In the February 2005 issue of VoiceXML Review (the “Speak & Listen” column), Matt Oshry of TellMe networks provides an excellent overview of a technique referred to as “confidence-based confirmation,” or “confidence-based recognition.” This approach is highly valuable in applications that have unique or sophisticated grammars, or where high confidence levels during recognition is absolutely essential (i.e., telephone-based voting systems).

The approach discussed here takes a slightly different approach to this technique by structuring the dialog used to confirm user input as a subdialog, making it (in my opinion) a bit easier to reuse in different parts of an application. I’m also going to demonstrate the power of a new bit of functionality contained in the developing VoiceXML 2.1 specification that allows developers to structure applications to capture the audio of a caller utterance while a recognition is performed. If you’ve read my paper on telephone-based voting systems, you’ll understand why I believe that this functionality is central to VoiceXML-enabled telephone voting.

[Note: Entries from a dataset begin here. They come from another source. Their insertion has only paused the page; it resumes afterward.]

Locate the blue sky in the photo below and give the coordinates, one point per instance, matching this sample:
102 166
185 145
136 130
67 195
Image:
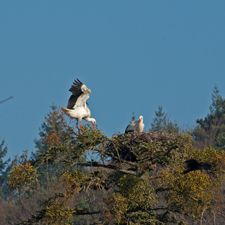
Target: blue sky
133 55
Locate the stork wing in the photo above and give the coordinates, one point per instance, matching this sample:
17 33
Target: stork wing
80 95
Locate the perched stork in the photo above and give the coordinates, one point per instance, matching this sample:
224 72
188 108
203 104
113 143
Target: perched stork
135 125
77 106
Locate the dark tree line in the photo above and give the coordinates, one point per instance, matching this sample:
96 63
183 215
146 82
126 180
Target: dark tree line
133 160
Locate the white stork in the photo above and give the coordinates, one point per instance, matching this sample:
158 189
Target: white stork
135 125
77 106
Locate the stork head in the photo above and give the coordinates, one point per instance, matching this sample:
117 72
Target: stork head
140 119
93 122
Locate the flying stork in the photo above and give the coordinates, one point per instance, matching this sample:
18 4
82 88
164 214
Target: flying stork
77 106
135 125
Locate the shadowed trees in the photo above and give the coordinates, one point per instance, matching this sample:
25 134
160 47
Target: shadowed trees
128 179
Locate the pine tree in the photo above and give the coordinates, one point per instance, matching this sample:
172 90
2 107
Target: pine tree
210 131
4 171
161 122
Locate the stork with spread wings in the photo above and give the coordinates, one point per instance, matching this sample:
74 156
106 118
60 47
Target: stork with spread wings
77 106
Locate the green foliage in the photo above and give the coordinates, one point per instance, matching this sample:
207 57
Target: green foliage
4 172
211 130
129 178
162 123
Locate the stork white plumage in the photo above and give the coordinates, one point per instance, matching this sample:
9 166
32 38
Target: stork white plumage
135 125
77 106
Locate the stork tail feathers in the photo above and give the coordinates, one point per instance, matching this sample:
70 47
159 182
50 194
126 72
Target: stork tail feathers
66 111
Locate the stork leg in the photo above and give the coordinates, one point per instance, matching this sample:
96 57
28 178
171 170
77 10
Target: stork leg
77 125
81 126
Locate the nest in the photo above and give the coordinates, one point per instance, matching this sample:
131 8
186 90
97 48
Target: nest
131 146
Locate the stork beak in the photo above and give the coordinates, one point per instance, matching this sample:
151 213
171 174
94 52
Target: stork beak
139 122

By way of a little background, there are other ways to raise the required level of confidence for recognitions in VoiceXML applications. For example, the “confidencelevel” property allows developers to specify the degree of accuracy needed for recognitions in a VoiceXML application. Changing the value of this property from its default setting of .5 (50 percent confidence) to .80 will require a higher degree of accuracy before a successful recognition will occur

<property name=“confidencelevel“ value=“.8“/>

However, this is a rather blunt instrument to use if you require a higher degree of accuracy for very specific recognitions. Changing the value of this property will raise the required confidence level for all recognitions within the scope where this property is changed. If this property is set within the application root document, it will have application level scope and apply to all recognitions in the application (probably not a good thing). Additionally, simply changing the value of this property will do nothing to change the way a platform handles a “nomatch” event. You’ll still need to craft some custom event handlers for this, unless you want some frustrated callers.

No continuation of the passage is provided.